The overnight, hospital-based study recruited 10 subjects with type 1
diabetes ages 18 to 30 years old at the Barbara Davis Center for
Diabetes and Stanford University. Participants started on the PLGS
system in the evening, and low glucose was induced via increased basal
insulin overnight. The system performed as expected during the study,
successfully suspending insulin delivery when continuous glucose
monitoring (CGM) values were predicted to be below 80 mg/dL in the next
30 minutes, and subsequently resuming insulin when CGM values began to
rise. No hypoglycemic events were observed during the study, defined as
reference glucose values < 60 mg/dL, and peak CGM values two hours after
suspension averaged 91 mg/dl, reflecting normal glycemic control without
rebound hyperglycemia.
"The Tandem predictive low glucose suspend algorithm was extremely
effective in anticipating low blood sugar and modulating insulin
delivery accordingly," said Gregory Forlenza, MD, Assistant Professor of
Pediatrics at the Barbara Davis Center for Diabetes. "The touchscreen on
the Tandem pump was simple to read and interpret, and this algorithm
requires minimal interaction to operate. Based on this study, we are
enthusiastic about the potential for this product, and we look forward
to seeing data from the upcoming pivotal trial."
"The results from this feasibility study are very encouraging. The IDE
for our pivotal trial, which will use the predictive low glucose suspend
algorithm on a t:slim X2™ Pump with Dexcom G5® Mobile CGM integration,
was approved by the FDA in May, and we look forward to starting
enrollment soon," said Kim Blickenstaff, president and CEO of Tandem
Diabetes Care. "Our goal remains to submit our t:slim X2 Pump with
predictive low glucose suspend to the FDA later this year, and we
continue to plan for launch of this product in early 2018, subject to
FDA approval."
About Tandem Diabetes Care, Inc.
Tandem Diabetes Care, Inc. (www.tandemdiabetes.com)

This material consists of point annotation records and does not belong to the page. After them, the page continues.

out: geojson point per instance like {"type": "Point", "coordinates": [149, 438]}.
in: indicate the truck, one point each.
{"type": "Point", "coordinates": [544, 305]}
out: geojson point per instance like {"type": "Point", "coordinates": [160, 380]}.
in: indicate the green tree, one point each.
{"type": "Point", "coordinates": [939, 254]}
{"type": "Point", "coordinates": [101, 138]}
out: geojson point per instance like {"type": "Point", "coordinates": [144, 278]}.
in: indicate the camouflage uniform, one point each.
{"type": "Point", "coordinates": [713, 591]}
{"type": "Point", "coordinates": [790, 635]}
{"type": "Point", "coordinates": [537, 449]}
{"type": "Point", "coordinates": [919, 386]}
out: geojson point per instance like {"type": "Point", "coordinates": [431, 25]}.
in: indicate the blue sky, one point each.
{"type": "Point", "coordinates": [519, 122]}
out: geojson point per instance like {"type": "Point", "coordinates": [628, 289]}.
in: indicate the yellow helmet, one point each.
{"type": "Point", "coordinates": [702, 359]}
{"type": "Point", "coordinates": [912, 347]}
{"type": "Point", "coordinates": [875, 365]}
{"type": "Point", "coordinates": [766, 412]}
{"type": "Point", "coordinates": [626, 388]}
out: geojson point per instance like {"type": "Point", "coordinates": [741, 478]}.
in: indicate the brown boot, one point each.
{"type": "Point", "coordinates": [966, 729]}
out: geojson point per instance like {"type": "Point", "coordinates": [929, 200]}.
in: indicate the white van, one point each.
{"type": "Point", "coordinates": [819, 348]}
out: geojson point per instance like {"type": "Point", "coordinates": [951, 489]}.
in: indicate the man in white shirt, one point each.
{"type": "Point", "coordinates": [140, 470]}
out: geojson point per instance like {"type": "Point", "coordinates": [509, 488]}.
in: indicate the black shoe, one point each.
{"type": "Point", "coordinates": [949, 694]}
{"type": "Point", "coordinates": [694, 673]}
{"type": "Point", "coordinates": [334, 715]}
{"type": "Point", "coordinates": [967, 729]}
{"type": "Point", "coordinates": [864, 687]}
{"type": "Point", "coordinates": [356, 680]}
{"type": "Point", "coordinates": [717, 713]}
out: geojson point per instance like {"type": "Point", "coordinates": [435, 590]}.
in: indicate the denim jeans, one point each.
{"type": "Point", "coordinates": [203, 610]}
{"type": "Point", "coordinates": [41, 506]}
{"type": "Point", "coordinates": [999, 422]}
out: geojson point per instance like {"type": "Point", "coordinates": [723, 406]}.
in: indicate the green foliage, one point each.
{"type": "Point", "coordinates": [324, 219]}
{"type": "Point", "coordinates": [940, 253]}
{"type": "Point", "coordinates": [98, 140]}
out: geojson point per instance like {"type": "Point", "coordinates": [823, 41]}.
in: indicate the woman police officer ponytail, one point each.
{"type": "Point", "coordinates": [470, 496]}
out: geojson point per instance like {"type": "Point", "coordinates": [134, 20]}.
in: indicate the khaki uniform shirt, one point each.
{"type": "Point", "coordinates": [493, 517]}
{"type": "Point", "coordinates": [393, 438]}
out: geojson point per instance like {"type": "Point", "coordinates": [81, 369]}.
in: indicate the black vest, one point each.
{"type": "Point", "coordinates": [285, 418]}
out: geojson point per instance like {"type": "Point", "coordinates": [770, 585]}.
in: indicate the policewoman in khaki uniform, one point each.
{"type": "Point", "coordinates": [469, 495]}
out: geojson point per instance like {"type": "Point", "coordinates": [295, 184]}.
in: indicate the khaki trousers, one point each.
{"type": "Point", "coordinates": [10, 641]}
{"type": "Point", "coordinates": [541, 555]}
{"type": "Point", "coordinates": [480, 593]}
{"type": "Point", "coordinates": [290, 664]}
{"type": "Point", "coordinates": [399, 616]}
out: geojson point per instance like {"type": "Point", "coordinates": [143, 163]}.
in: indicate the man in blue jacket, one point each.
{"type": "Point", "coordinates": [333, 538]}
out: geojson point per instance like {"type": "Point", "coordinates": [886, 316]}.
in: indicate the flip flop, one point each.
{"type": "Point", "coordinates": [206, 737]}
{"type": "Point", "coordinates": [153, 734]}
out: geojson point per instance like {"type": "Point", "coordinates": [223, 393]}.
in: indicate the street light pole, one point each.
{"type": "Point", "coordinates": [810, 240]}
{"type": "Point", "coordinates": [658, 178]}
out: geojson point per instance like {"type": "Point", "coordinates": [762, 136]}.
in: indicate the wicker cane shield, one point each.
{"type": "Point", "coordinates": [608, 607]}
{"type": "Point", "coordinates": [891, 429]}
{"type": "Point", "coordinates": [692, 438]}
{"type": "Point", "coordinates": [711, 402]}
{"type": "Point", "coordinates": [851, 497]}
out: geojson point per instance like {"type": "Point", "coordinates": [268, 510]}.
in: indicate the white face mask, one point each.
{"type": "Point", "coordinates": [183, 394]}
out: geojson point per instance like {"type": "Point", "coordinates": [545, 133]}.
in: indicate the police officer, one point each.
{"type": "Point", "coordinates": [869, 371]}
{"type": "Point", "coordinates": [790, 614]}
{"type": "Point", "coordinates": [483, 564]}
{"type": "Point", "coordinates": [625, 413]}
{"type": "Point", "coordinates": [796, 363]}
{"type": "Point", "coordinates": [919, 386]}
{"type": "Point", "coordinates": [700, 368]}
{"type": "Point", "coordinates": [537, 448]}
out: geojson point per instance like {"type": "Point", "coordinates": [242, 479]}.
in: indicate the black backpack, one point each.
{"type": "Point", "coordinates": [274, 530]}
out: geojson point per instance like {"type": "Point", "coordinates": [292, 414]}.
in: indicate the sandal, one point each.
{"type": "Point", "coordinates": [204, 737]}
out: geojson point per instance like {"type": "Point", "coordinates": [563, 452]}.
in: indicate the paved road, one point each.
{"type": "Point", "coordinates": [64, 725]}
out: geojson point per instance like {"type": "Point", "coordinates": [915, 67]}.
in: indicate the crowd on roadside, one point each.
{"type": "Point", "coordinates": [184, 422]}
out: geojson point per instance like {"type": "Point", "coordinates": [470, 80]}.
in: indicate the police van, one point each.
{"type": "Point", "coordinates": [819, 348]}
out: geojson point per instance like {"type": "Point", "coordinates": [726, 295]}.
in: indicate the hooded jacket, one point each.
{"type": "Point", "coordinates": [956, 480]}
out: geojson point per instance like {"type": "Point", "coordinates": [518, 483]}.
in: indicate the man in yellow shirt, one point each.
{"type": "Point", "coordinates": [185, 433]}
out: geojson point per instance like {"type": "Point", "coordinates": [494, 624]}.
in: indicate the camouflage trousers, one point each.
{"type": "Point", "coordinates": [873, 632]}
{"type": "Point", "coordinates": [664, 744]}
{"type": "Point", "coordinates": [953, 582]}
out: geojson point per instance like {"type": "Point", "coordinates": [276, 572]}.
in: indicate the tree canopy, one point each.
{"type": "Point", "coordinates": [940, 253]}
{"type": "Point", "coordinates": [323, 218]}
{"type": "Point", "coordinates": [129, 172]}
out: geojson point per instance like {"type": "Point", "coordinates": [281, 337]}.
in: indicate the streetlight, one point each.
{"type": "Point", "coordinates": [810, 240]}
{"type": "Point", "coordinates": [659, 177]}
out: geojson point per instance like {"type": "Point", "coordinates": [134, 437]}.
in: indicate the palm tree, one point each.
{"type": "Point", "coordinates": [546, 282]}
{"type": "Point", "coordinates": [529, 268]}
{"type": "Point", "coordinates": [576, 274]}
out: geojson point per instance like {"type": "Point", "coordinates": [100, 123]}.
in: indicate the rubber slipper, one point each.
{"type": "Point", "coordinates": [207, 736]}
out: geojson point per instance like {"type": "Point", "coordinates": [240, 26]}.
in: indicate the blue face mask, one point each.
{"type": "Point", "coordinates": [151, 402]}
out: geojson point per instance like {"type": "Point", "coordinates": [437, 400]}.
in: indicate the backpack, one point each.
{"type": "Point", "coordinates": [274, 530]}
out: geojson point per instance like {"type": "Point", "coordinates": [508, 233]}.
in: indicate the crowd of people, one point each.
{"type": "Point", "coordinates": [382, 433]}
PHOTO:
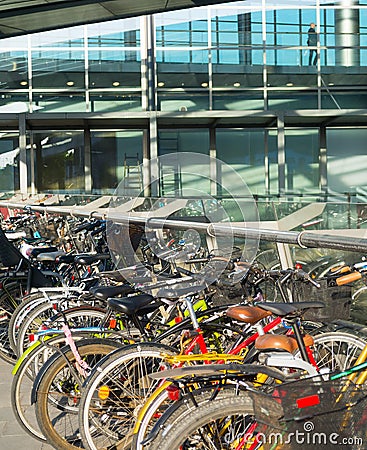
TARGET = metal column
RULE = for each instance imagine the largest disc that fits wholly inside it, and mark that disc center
(23, 178)
(347, 34)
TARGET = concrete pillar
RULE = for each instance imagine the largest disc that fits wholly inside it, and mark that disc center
(281, 153)
(347, 34)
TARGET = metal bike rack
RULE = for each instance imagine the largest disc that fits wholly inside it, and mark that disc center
(346, 240)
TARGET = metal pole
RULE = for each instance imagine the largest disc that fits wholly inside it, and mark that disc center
(302, 239)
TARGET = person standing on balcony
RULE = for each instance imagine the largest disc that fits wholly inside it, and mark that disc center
(312, 43)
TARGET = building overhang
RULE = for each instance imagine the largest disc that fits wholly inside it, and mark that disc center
(19, 17)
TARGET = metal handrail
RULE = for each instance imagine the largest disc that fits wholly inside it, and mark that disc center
(303, 239)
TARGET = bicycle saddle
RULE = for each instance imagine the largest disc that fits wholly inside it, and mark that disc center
(105, 292)
(247, 314)
(85, 260)
(130, 305)
(285, 309)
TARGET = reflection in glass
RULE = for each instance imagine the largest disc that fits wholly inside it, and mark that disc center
(59, 161)
(58, 69)
(9, 161)
(60, 102)
(114, 156)
(244, 151)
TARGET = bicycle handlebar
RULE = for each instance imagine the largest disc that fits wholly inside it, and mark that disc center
(345, 279)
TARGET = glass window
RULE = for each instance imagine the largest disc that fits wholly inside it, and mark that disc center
(58, 69)
(182, 69)
(13, 69)
(114, 68)
(59, 161)
(289, 100)
(191, 178)
(244, 151)
(190, 101)
(302, 160)
(117, 33)
(116, 155)
(346, 159)
(71, 102)
(336, 99)
(237, 101)
(65, 37)
(115, 102)
(9, 161)
(14, 103)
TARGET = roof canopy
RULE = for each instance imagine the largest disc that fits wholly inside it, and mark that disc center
(18, 17)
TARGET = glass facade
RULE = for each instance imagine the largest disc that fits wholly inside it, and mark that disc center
(268, 100)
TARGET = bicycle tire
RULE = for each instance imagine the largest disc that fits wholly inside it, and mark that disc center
(29, 303)
(125, 372)
(47, 312)
(236, 412)
(21, 388)
(162, 404)
(336, 350)
(59, 392)
(10, 297)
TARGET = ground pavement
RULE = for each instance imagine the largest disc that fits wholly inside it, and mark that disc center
(12, 436)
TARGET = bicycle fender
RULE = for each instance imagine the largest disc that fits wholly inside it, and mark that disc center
(24, 356)
(41, 374)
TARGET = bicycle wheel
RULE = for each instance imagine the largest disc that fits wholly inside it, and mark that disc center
(336, 350)
(163, 406)
(116, 391)
(10, 297)
(218, 424)
(21, 312)
(78, 316)
(22, 384)
(59, 390)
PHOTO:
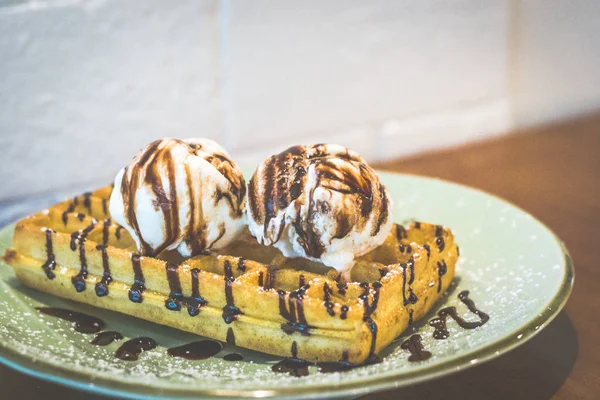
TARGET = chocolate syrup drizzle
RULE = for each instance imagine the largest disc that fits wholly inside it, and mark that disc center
(50, 263)
(173, 301)
(105, 227)
(439, 323)
(87, 201)
(414, 345)
(80, 237)
(82, 323)
(195, 301)
(327, 292)
(442, 269)
(107, 337)
(412, 297)
(70, 209)
(426, 247)
(102, 286)
(131, 349)
(295, 314)
(230, 311)
(199, 350)
(292, 365)
(369, 309)
(230, 338)
(138, 287)
(344, 312)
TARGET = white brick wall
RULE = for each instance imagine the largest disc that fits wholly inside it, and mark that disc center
(84, 84)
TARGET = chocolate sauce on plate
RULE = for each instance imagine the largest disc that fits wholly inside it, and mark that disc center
(199, 350)
(439, 323)
(131, 349)
(233, 357)
(107, 337)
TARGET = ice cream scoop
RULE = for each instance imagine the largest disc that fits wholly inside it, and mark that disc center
(321, 202)
(180, 194)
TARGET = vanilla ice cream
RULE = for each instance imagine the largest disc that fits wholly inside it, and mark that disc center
(321, 202)
(180, 194)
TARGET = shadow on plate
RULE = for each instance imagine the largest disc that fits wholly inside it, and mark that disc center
(535, 370)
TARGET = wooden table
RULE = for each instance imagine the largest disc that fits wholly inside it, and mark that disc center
(554, 173)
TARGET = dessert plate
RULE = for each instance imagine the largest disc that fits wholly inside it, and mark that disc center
(515, 269)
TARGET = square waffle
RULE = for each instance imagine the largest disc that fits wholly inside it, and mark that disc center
(247, 294)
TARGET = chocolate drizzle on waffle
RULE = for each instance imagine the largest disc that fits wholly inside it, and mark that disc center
(295, 314)
(50, 263)
(442, 269)
(327, 292)
(155, 169)
(229, 282)
(138, 287)
(411, 298)
(102, 286)
(369, 309)
(105, 230)
(230, 338)
(230, 311)
(175, 296)
(195, 301)
(439, 323)
(283, 180)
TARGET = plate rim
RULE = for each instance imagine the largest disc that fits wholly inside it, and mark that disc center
(72, 378)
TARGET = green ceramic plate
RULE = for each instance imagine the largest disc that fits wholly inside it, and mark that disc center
(515, 268)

is a medical device company with an innovative, user-centric and
integrated approach to the design, development and commercialization of
products for people with diabetes who use insulin. The Company
manufactures and sells the t:slim X2™ Insulin Pump, the slimmest and
smallest durable insulin pump currently on the market, the t:flex®
Insulin Pump, the first pump designed for people with greater insulin
requirements, and the t:slim G4™ Insulin Pump, the first continuous
glucose monitoring-enabled pump with touchscreen simplicity. Tandem is
based in San Diego, California.
Follow Tandem Diabetes Care on Twitter @tandemdiabetes; use #tslimX2,
#tslimG4, #tflex, #tconnect, and $TNDM.
Follow Tandem Diabetes Care
on Facebook at www.facebook.com/TandemDiabetes.
Follow
Tandem Diabetes Care on LinkedIn at https://www.linkedin.com/company/tandemdiabetes.
Tandem Diabetes Care is a registered trademark, and t:slim X2 and t:slim
G4 are trademarks of Tandem Diabetes Care, Inc. Dexcom and Dexcom G5 are
registered trademarks of Dexcom, Inc. All other trademarks are the
property of their respective owners.
Forward Looking Statement
This press release contains "forward-looking statements" within the
meaning of Section 27A of the Securities Act of 1933, as amended, and
Section 21E of the Securities Exchange Act of 1934, as amended, that
concern matters that involve risks and uncertainties that could cause
actual results to differ materially from those anticipated or projected
in the forward-looking statements. These forward-looking statements
include statements regarding the Company's plans to commence enrollment
in the pivotal trial for the PLGS algorithm soon, submit the PLGS
algorithm to the FDA later this year and launch the product in early
2018. The Company's actual results may differ materially from those
indicated in these forward-looking statements due to numerous risks and
uncertainties, including the Company's ability to coordinate and
implement the appropriate training of personnel at each clinical trial
site for the performance of the study, the Company's reliance on third
parties to commence the enrollment for the clinical trial when
anticipated and to devote sufficient resources to the completion of the
study, the Company's ability to successfully complete clinical trials
for new products when anticipated (or at all), the potential that the
results of any such clinical trials may not be sufficient to support
regulatory approvals for new products as anticipated and the Company's
ability to obtain regulatory approvals for future products and product
features generally. Other risks and uncertainties are identified in the
Company's most recent Annual Report on Form 10-K and Quarterly Report on
Form 10-Q, and other documents that the Company files with the
Securities and Exchange Commission. Investors are cautioned not to place
undue reliance on these forward-looking statements, which speak only as
of the date of this release. Tandem undertakes no obligation to update
or review any forward-looking statement in this press release because of
new information, future events or other factors.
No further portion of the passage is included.